I often lie there and wonder what can they tell about me from body.  They can’t see, but can only feel, smell and sense. …could she smell that I was a bit moist (tee hee) under the pits?

I drove home, had a shower and took myself out for a mojito to celebrate that I am in fact here in HCMC.  A date night with myself over some dinner and a cocktail, so on went the lips and my favourite leg skins from Courage my Love.

No hair dryer, so I just use the ceiling fan on ‘high’ – boom! #creative
My ‘Courage My Love’ leg skins

I decided to give myself the day ‘off’ on Thursday to edit, go to the (correct) market and have a bit of me time.

THURSDAY

I slept in till about 9.  Ate my chia, yoghurt and passionfruit that I had prepared the night before (so virtuous!)  Walked to my local coffee shop (Kujuz), its only 3 doors down and coffee is $2!  I listened to music, chatted to Ash and Emma, did some editing, spoke to my Liam and wrote a haiku in the visitor book.



I then went to the (correct fabric market) with my awesome navigationing skills.

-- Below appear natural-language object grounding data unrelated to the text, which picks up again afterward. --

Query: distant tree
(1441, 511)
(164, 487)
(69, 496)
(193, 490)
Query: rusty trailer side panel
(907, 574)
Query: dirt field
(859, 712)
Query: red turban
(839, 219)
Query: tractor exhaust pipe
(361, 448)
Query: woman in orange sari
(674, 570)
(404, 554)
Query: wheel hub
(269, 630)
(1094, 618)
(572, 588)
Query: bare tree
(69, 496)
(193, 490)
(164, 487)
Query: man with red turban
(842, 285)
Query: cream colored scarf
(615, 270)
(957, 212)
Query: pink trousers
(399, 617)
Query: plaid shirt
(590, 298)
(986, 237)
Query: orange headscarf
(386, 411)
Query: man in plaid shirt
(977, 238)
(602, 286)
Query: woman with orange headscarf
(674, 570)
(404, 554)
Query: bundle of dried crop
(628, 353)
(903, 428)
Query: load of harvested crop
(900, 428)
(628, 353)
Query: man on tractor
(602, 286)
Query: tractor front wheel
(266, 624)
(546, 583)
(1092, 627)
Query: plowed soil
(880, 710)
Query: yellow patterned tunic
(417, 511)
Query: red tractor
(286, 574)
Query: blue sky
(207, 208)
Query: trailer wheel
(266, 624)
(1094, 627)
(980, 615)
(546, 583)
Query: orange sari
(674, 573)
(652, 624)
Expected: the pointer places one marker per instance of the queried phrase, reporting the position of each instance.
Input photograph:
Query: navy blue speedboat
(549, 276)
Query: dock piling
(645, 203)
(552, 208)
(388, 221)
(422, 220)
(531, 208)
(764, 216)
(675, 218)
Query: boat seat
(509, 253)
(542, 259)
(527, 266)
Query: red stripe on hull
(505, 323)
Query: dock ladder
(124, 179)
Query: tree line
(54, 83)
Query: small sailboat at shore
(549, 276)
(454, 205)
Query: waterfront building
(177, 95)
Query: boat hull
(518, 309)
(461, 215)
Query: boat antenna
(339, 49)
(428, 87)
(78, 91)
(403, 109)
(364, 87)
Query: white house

Afternoon tea.  Watermelon and some coconut rice paper wrap thing
Waiting at the lights

Another moment that stuck with me.  The tube is a sign to say that they help you with your bike, so if you need air in your tyres or you get a puncture etc, you pull over and see these people.

If you look closely you will see two people (a man and a woman) under the red lines.  I think there ar grandma and grandad.  They both appear to have dementia.  She is tied to her chair so she can’t get, but he ambles around (his shirt is off).  He is frail and has a lost look on his face.  How he doesn’t walk into the traffic I do not know.

I struggle often when I see this kind of stuff.  I have given money to people (usually when there aren’t too many other people round to see), but I literally spent my last $20 on fabric samples….We have it SO lucky!

Tonights ‘House of Sharon’ beauty treatment is brought to you buy Coconut oil, fresh limes and random fruit.

#duckface

Thanks for reading! Thanks for being part of my life, for sharing my page, liking my photos, dresses and perhaps thinking I’m alright too.